FragEL™ DNA Fragmentation Detection Kit (Calbiochem, Darmstadt, Germany) was used for detecting apoptotic cells on 5 μm sections of ex vivo cultured Ovca1+/− and Ovca1−/− heads. Nuclei were stained with DAPI.
E9.5 whole embryos and E14.5 embryonic heads were fixed in 4% PFA in PBS at 4°C overnight. E9.5 embryos were dehydrated through a graded series of methanol in PBS with 0.1% Tween-20 and stored at −20°C for whole-mount RNA ISH as described previously (52,55). PFA-fixed E14.5 embryonic heads were then prepared for paraffin-embedded tissue sections. The detailed procedures of RNA ISH on tissue sections were described previously (52). The portion of Ovca1 cDNA spanning from exons 7–9 was amplified by the primers OvExon7-F (5′-GCT TTC ATC TGG AGT CTG TC-3′) and OvExon9-R (5′-TCC ACC TCA GGA AGT AGA C-3′) and subcloned into pGEM-T Easy Vector. The digoxigenin-labeled sense and antisense riboprobes were generated from BglII- and SacI-digested pGEM-T/Ovca1(Exon7–9) plasmid and transcribed in vitro by SP6 and T7 RNA polymerases, respectively.
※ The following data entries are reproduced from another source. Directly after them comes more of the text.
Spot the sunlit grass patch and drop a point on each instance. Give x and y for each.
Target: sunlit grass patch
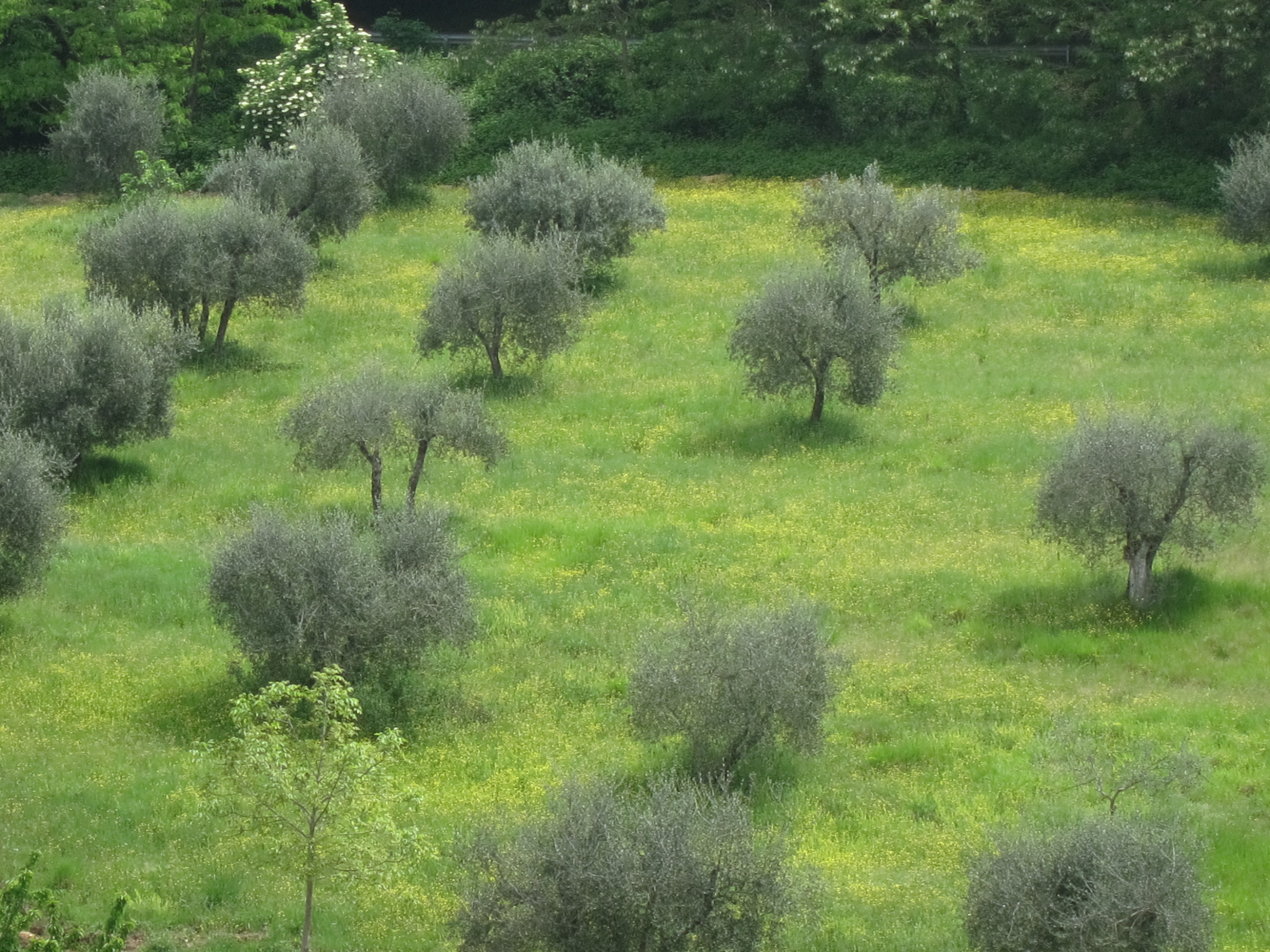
(642, 476)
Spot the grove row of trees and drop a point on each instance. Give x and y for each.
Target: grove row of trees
(1129, 77)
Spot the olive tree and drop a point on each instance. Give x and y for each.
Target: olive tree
(110, 119)
(182, 258)
(406, 121)
(92, 374)
(301, 595)
(319, 180)
(1115, 885)
(806, 324)
(506, 294)
(672, 869)
(728, 686)
(374, 414)
(296, 777)
(897, 235)
(1138, 483)
(1245, 186)
(31, 509)
(148, 257)
(536, 190)
(248, 254)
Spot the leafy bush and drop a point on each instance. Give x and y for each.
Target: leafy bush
(374, 414)
(539, 188)
(1245, 187)
(568, 82)
(91, 375)
(407, 122)
(506, 294)
(22, 907)
(674, 869)
(406, 35)
(298, 777)
(110, 117)
(1108, 885)
(31, 511)
(897, 235)
(806, 323)
(321, 181)
(284, 92)
(300, 596)
(1133, 484)
(729, 686)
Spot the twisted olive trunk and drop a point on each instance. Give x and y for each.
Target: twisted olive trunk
(820, 371)
(1141, 559)
(416, 473)
(376, 461)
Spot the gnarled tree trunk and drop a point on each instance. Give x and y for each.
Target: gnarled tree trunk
(416, 473)
(1141, 556)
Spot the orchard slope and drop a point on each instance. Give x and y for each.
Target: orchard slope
(641, 473)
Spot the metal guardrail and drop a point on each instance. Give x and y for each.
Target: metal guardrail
(1065, 54)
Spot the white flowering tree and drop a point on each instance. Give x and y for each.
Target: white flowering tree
(284, 90)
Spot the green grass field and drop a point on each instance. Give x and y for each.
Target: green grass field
(643, 475)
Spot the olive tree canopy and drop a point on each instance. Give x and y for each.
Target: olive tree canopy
(300, 595)
(506, 294)
(536, 190)
(1115, 885)
(728, 686)
(809, 322)
(1137, 483)
(670, 870)
(897, 235)
(406, 121)
(319, 181)
(92, 374)
(31, 509)
(110, 119)
(1245, 186)
(375, 413)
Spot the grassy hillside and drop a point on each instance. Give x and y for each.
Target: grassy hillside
(642, 475)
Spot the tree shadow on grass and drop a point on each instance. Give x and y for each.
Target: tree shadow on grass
(94, 471)
(512, 386)
(779, 433)
(1076, 620)
(234, 358)
(1249, 264)
(186, 715)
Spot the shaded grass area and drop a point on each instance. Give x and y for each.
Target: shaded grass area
(643, 475)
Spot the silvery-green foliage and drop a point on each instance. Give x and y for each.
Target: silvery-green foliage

Cell isolation and fluorescence-activated cell sorting
Mesp1-Cre;R26RmTmG/+ and Wnt1-Cre;R26RmTmG/+ embryonic heads at E11.5 and E13.5 were dissected and further digested by 0.05% Trypsin-EDTA (Gibco, Grand Island, NY, USA) and DNaseI (1:1000; Sigma-Aldrich) at 37°C for 10 min. Dissociated cells were washed and suspended in 1× PBS followed by passing through cell strainers with 70 and 40 µm pore size (BD Falcon, San Jose, CA, USA) consecutively. GFP+ and GFP− cells were analyzed and sorted by a BD FACSAria sorter.
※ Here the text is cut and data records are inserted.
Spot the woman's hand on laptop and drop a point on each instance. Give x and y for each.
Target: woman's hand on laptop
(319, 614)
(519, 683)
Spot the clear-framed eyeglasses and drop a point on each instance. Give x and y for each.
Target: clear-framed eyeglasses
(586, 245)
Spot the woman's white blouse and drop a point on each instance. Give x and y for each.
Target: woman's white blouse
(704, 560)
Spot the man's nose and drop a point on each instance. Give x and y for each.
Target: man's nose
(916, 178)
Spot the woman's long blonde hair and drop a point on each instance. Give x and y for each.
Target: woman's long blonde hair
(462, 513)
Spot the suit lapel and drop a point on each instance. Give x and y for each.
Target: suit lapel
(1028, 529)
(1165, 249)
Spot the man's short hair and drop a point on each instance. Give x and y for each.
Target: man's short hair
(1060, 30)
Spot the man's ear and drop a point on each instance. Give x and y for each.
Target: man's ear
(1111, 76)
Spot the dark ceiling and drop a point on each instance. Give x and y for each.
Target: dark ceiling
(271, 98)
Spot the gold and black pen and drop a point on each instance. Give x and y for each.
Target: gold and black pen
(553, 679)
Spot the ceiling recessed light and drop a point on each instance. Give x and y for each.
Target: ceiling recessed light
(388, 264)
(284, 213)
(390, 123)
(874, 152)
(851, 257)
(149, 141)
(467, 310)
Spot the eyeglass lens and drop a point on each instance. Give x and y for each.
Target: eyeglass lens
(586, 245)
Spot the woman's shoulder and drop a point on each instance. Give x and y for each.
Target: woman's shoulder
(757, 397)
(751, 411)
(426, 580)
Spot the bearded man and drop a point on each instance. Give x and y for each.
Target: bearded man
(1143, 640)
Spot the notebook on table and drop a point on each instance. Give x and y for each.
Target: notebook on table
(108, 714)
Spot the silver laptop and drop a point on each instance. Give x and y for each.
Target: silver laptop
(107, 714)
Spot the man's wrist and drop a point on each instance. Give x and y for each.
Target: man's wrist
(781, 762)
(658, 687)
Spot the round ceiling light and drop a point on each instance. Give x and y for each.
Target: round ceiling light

Reverse transcription-polymerase chain reaction
Total RNA was extracted from E10.5 embryos and fluorescence-activated cell sorting (FACS)-sorted cells by TRIzol reagent (Invitrogen). The cDNA templates were generated from extracted total RNAs (1 μg RNA from each E10.5 embryo and 0.5 μg RNA from each set of sorted cells), which were reverse transcribed using the SuperScript III First-Strand Synthesis System (Invitrogen). The primers, OvExon7-F and OvExon9-R, were used for RT-PCR to amplify a 300 bp product of Ovca1. The primers, Hprt-F (5′-TCC TCC TCA GAC CGC TTT T-3′) and Hprt-R (5′-CCT GGT TCA TCA TCG CTA ATC-3′), were used for RT-PCR to amplify a 100 bp product of hypoxanthine phosphoribosyltransferase (Hprt) as an internal control.
Skeletal samples were fixed and stored in 70% EtOH, and then scanned with a micro-CT scanner (Skyscan-1076, Skyscan/Bruker, Kontich, Belgium) at 50 kV, 150 µA, 1° of rotation step, 0.5 mm Al filter and 35 µm/pixel of scan resolution. All three-dimensional analyses and images were reconstructed by Skyscan software conducted by the Taiwan Mouse Clinic, National Phenotyping and Drug Testing Center (Academia Sinica, Taipei, Taiwan).
All statistical data were analyzed using the paired Student's t-test for statistical comparisons. Data were expressed as mean ± SEM. The two-tailed unpaired Student's t-test was used to determine statistical significance. P-values of <0.05 were considered statistically significant.
This work was supported by a grant from the National Health Research Institutes (grant number NHRI-EX103-10240BI), a grant from the Ministry of Education ‘Aim for the Top University Plan’ and grants from the Ministry of Science and Technology to C.-M.C. (grant numbers NSC 102-2325-B-010-015 and MOST 103-2325-B-010-002) and to the Taiwan Mouse Clinic (grant numbers NSC 102-2325-B-001-042 and MOST 103-2325-B-001-015).
We thank Drs Richard R. Behringer and Ming-Ji Fann for comments on this manuscript. We also thank technical support from the Taiwan Mouse Clinic and Transgenic Mouse Models Core Facility of National Core Facility Program for Biotechnology supported by the Ministry of Science and Technology. We also thank Wann-Chun Yu for technical help to generate the Ovca1fx targeting vector.
Conflict of Interest statement. None declared.